Coordonnatrice du projet : Valérie Capdevielle-Mougnibas (capdevie@univ-tlse2.fr)
Etude commanditée par la Chambre Régionale de Métiers et de l'Artisanat Midi-Pyrénées
Co-financement Chambre Régionale de Métiers et de l'Artisanat et Conseil Régional Midi-Pyrénées


Objectif général


Expliquer la genèse des ruptures de contrat d'apprentissage et proposer des dispositifs d'accompagnement et de prévention.
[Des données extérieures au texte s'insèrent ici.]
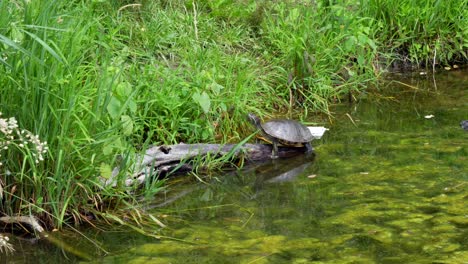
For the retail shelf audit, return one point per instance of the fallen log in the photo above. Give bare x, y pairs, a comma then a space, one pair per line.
159, 161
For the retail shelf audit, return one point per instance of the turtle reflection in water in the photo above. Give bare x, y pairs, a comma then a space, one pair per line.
283, 131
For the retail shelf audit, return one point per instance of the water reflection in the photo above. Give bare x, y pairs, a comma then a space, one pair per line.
387, 185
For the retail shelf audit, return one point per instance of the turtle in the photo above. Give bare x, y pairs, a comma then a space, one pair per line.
283, 131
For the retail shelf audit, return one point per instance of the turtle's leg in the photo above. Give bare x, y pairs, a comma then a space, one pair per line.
309, 147
274, 153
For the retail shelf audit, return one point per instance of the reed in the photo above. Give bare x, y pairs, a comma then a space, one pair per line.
99, 81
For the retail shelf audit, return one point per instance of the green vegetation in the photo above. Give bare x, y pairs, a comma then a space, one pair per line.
98, 80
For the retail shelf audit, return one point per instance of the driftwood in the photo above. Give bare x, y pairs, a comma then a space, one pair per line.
159, 161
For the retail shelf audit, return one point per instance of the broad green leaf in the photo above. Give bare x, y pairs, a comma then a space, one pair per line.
105, 170
203, 100
114, 108
123, 89
127, 125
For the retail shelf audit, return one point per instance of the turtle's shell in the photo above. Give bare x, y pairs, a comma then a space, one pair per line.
287, 130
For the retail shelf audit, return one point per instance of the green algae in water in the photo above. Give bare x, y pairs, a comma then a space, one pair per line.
390, 189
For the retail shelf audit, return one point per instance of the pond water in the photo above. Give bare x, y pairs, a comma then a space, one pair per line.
388, 184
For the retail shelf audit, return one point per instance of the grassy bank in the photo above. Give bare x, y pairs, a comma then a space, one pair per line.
98, 80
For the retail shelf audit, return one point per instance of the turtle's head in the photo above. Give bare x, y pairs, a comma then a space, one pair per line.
253, 119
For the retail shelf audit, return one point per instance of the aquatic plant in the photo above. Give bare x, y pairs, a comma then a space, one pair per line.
101, 80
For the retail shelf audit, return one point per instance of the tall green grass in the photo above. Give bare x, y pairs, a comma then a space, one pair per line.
102, 80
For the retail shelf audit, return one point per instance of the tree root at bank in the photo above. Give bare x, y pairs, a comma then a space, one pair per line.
160, 161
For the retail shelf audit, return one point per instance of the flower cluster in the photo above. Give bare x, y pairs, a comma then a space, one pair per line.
4, 244
11, 134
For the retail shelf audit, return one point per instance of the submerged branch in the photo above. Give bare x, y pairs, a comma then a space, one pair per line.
160, 161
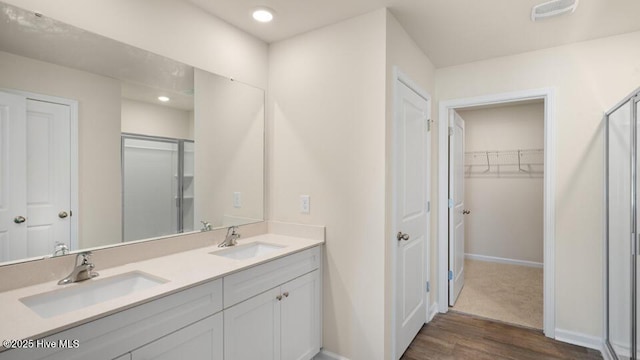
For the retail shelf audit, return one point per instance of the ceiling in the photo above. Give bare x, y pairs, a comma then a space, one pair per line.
450, 32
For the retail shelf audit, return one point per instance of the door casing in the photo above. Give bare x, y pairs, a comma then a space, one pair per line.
399, 76
73, 113
548, 96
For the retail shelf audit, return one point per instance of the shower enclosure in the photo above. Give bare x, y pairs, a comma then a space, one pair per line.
157, 186
622, 226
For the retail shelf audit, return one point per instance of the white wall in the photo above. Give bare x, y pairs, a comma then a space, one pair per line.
403, 54
156, 120
99, 138
506, 219
326, 138
173, 28
589, 78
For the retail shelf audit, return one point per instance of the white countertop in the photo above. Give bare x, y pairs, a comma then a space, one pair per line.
182, 270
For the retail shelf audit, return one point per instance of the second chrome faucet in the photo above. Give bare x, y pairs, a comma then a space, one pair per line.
231, 239
83, 269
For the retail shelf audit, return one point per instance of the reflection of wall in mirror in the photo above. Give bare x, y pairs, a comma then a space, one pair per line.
230, 155
99, 144
156, 120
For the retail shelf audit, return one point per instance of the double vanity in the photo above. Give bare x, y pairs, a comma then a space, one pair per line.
259, 299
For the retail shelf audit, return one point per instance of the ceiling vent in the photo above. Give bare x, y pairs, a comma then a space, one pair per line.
553, 8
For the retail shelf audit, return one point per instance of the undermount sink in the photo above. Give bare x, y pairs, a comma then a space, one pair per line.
248, 251
90, 292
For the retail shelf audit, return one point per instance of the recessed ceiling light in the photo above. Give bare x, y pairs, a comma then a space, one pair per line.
263, 14
553, 8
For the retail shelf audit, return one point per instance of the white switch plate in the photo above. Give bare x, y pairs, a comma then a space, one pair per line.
305, 204
237, 199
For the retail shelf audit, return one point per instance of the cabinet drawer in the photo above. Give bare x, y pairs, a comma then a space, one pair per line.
119, 333
199, 341
245, 284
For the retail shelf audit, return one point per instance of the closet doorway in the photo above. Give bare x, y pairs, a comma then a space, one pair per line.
495, 223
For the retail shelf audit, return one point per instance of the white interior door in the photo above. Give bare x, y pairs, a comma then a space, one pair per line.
13, 188
456, 207
411, 213
48, 176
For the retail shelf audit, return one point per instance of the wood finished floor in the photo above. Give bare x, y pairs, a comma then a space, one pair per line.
460, 336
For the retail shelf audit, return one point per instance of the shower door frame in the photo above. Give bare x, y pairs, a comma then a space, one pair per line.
632, 101
180, 175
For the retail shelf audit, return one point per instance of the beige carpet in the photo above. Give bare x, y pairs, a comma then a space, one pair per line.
508, 293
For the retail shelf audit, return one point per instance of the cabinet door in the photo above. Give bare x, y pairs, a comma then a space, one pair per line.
252, 328
199, 341
300, 317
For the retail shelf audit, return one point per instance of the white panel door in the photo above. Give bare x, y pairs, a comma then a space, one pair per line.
300, 317
199, 341
13, 167
456, 208
411, 213
252, 328
48, 176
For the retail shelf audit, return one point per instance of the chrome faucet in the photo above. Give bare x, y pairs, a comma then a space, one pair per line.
82, 271
231, 238
206, 226
60, 249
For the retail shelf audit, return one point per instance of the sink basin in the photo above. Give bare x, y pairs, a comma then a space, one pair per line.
89, 293
248, 251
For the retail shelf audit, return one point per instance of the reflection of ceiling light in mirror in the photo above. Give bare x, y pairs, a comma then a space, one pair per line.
263, 14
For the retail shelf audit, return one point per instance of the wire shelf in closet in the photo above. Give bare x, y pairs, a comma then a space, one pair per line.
504, 163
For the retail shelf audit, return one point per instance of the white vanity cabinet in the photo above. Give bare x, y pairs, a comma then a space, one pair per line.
117, 336
281, 323
269, 311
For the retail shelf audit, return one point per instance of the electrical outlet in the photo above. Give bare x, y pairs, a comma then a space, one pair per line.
305, 204
237, 199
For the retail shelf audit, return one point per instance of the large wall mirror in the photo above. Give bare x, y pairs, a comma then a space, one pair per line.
102, 143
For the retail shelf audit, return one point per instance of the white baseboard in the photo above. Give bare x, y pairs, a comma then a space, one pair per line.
433, 310
623, 350
571, 337
503, 260
328, 355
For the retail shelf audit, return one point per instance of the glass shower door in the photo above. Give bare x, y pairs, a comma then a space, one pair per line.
150, 184
621, 212
635, 287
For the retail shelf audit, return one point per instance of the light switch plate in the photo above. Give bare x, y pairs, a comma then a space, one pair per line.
305, 204
237, 199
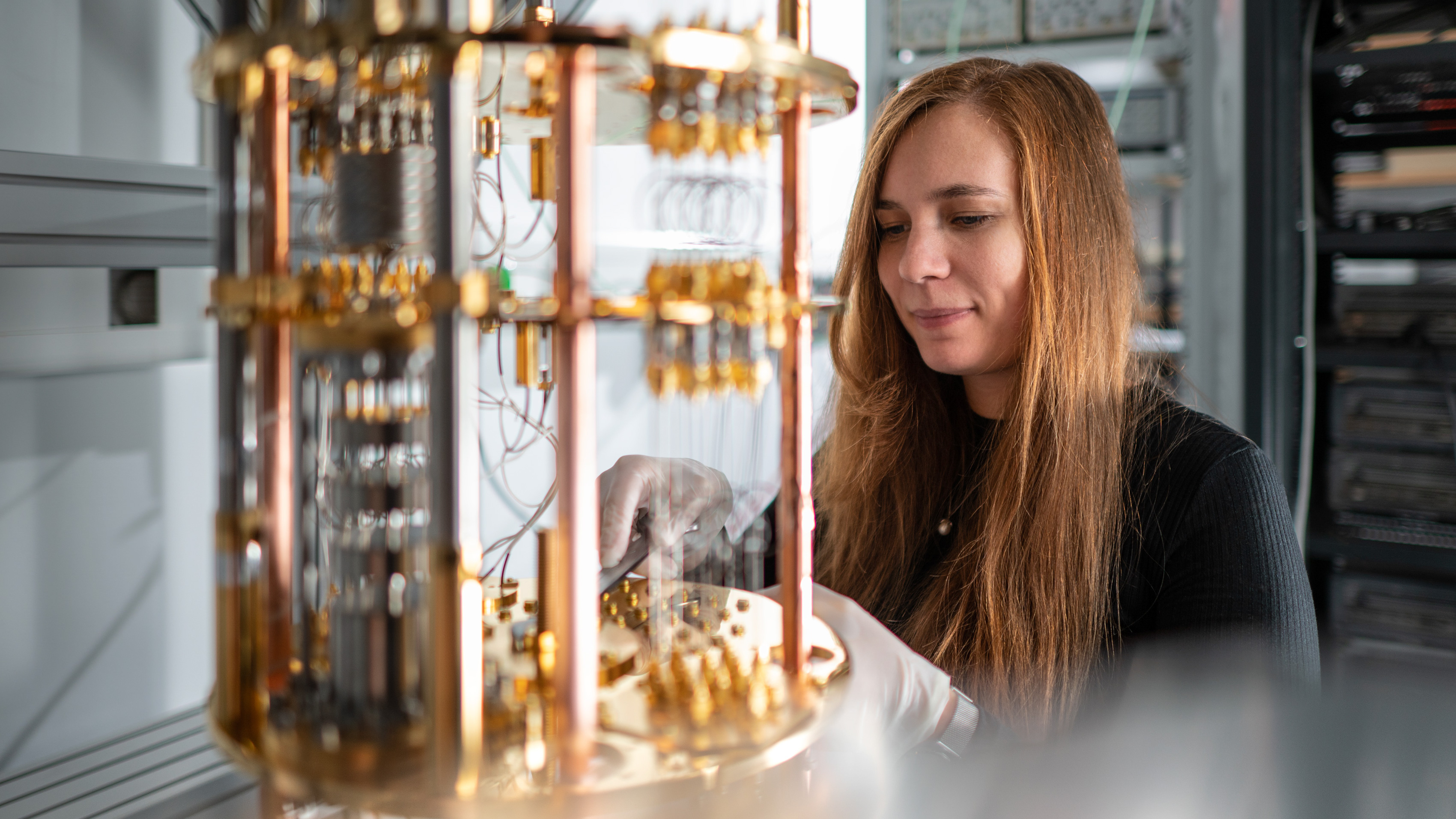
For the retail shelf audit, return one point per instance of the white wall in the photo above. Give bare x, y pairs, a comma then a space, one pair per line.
105, 472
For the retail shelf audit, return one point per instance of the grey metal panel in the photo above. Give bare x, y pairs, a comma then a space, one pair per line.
84, 211
170, 768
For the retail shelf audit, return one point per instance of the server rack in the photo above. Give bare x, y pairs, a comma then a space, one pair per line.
1382, 402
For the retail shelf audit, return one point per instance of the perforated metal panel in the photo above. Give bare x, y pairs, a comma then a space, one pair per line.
924, 25
1066, 19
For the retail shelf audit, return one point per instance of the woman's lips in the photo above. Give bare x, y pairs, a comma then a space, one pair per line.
940, 318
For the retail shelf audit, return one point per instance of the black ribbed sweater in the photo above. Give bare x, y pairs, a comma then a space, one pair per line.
1211, 549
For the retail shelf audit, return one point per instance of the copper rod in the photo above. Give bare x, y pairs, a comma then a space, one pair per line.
794, 22
274, 351
576, 352
796, 377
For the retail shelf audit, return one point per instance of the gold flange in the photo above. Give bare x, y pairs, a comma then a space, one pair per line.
672, 728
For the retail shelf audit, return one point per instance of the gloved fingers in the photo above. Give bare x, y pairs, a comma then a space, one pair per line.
622, 491
662, 565
673, 529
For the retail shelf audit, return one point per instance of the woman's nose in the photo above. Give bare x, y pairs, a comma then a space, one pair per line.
925, 258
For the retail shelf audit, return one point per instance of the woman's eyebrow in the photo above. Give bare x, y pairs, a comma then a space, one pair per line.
943, 194
963, 190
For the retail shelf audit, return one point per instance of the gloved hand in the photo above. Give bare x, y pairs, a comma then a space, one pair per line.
683, 501
896, 696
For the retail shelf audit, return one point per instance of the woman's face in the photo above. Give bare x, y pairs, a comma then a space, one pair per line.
951, 246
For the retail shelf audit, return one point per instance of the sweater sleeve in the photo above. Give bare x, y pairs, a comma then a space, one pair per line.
1234, 566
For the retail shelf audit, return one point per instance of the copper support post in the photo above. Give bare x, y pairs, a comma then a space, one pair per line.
796, 500
455, 697
794, 22
274, 354
576, 352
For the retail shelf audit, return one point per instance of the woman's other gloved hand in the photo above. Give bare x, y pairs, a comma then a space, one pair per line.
896, 696
682, 500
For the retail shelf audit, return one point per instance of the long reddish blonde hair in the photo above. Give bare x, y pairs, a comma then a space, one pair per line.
1023, 604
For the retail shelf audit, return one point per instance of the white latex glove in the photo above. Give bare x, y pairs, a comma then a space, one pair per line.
896, 696
685, 501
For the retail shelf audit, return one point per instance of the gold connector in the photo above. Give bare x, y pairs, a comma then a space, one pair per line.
490, 137
534, 355
543, 169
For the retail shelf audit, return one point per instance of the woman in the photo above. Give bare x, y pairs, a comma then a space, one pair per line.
1004, 488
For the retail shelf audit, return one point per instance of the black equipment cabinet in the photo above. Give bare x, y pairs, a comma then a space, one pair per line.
1382, 107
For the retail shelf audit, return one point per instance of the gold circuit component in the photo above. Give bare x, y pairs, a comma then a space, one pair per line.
543, 169
711, 326
490, 137
534, 355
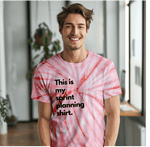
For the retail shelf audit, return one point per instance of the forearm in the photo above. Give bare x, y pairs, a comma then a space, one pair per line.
44, 132
112, 129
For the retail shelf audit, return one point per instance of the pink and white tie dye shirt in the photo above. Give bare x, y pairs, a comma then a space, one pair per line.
76, 92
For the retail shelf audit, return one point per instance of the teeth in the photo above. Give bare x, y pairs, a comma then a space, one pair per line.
73, 39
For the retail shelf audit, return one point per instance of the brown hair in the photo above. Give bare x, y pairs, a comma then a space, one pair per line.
75, 8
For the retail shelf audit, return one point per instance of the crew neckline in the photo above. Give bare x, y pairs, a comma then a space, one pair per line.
85, 60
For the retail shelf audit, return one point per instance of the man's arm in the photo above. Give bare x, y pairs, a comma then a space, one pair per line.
45, 112
112, 107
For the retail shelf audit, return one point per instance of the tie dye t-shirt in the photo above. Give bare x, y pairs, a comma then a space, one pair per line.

Deux recherches empiriques originales :


Une étude extensive longitudinale comparative auprès de 648 jeunes de niveau V de la région Midi-Pyrénées (184 lycéens professionnels, 464 apprentis salariés, 8 établissements, 8 filières de formation), visant à analyser le rôle du parcours scolaire antérieur, du rapport à l'apprendre, des modalités de l'orientation et du rapport à l'avenir sur la construction des parcours au sein de l'enseignement professionnel.

Une étude qualitative par entretien auprès de 24 dyades apprentis/maîtres d'apprentissage (48 entretiens) afin d'évaluer les enjeux de la socialisation professionnelle soit l'importance de la relation apprenti/maître d'apprentissage et des conditions de travail et de formation au sein de l'entreprise dans la genèse de la rupture de contrat d'apprentissage.


Synthèse des conclusions


1. La rupture de contrat constitue un phénomène généralisé susceptible de concerner tous les apprentis.
Seul le phénomène de la multi-ruptures, très minoritaire (29 apprentis, 7% de l'échantillon), semble corréler à des profils spécifiques où les apprentis en souffrance, apparaissent très en difficulté sur le plan de la socialisation et développent un rapport à l'avenir difficile.

2.
Même si au début de la 2ème année de formation, le taux de rupture est important (31% -140 apprentis) la rupture de contrat d'apprentissage ne doit pas systématiquement être envisagée comme un échec du parcours de formation.
Elle n'aboutit pas forcément à une sortie du système de formation sans qualification sur les 464 apprentis ; 61 (13 %) ont déjà rompu un contrat avant leur inscription et sont donc toujours en formation.
Sur les 170 apprentis (38 %) qui ont connu une rupture soit avant l'entrée en formation, soit avant le début de la 2ème année ; 37 (27 %) obtiendront au final leur diplôme.
Elle peut dans certains cas avoir une valeur de solution pour des apprentis très motivés par leur formation et constituer un outil au service de la réussite du parcours de formation.

3.
Il convient de rompre avec une vision dichotomique du phénomène qui envisage chacun des partenaires (apprenti/maître d'apprentissage/CFA) comme l'unique responsable de la situation. Très peu de situations de rupture peuvent être expliquées à partir de la seule position subjective du jeune ou du maître d'apprentissage.

4.
Elle ne peut être ramenée non plus à une simple difficulté relative à l'orientation (absence de projet professionnel, mauvaise représentation du métier envisagé, etc.) qui joue essentiellement un rôle protecteur vis à vis du phénomène de la multi-rupture.

5. Contrairement au phénomène de l'abandon chez les lycéens, la rupture de contrat d'apprentissage ne relève pas d'un processus de déscolarisation et trouve ses principaux ressorts dans le cadre de la socialisation professionnelle. Elle résulte toujours d'une conjonction entre des conditions objectives relatives au dispositif de formation et des facteurs subjectifs qui concernent l'ensemble des acteurs, apprentis et formateurs. Elle présente ainsi toujours un caractère pluridéterminé.

6. Parmi l'ensemble des facteurs identifiés, le défaut d'organisation pédagogique du cadre de formation offert par l'entreprise, les formes de dominations dont l'apprenti peut faire l'objet au sein de l'entreprise ainsi que le manque ou l'absence de valorisation de l'identité professionnelle de ces apprentis semblent être les dimensions sur lesquelles il paraît déterminant d'agir.